Henry Henderson Institute (HHI) is an educational establishment in Blantyre, Malawi, founded in 1909. It was named in honour of Henry Henderson (1843–91), lay missionary of the Church of Scotland, who founded the Blantyre Mission.

== History ==
The foundation included a primary school, a teacher training college, a theological college, and a technical college to teach practical skills such as carpentry, bricklaying and printing. It also served as printer for the Blantyre Mission; producing religious texts, school textbooks, and government and other daily and weekly publications.

Later, training in mechanical skills was added to the curriculum. In 1957, the Henry Henderson Institute Secondary School was opened. Willie Chokani became the first African headmaster in Nyasaland, and he held this post until he was imprisoned in 1959.

HHI is said to have "played a most significant role in religious, educational, and political developments in Malawi".

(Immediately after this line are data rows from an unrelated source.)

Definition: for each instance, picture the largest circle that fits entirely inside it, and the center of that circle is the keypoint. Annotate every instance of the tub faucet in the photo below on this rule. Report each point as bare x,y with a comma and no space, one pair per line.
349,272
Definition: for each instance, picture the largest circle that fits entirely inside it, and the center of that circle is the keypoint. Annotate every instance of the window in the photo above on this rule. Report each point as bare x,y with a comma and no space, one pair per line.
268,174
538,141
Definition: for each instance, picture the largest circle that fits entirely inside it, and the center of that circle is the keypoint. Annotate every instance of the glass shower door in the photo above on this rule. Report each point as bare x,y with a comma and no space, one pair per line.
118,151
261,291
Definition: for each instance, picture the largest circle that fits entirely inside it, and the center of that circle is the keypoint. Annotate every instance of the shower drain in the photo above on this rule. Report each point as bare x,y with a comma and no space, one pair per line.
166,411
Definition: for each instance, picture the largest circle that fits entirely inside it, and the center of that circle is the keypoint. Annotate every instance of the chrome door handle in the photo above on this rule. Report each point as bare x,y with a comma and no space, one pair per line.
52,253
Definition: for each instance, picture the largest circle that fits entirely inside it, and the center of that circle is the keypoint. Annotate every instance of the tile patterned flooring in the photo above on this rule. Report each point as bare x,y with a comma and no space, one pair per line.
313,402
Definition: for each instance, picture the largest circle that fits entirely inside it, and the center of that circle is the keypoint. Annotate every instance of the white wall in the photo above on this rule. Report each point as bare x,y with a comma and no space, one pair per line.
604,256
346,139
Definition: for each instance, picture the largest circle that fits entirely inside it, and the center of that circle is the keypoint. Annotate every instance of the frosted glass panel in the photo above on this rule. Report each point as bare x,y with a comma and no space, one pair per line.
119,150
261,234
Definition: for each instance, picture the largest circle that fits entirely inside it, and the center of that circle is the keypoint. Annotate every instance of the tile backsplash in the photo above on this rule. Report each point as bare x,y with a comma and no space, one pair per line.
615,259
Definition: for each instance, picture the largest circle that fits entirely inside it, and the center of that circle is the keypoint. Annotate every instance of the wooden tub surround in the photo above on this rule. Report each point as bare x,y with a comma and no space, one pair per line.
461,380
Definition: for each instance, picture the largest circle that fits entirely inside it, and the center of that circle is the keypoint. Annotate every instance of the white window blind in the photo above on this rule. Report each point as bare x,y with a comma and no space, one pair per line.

The Institute was in the grounds of St Michael and All Angels Church, Blantyre. In 2021 it was announced that the school would close indefinitely as a result of indiscipline, but it did not. The secondary school was relocated to Lunzu area where the old Kaphuka Private Secondary School was located, up to now that is where the Henry Henderson Institute is operating. The old HHI is currently operating as Blantyre Synod University and another High Institution Learning (HHS) was constructed and it is in operational. The HHS offers O level and A levels.

==Alumni==
Jonathon Sandaya was educated here from 1913 when George Hall was the head teacher. Rev. Sandaya became the General Secretary of the Blantyre church synod.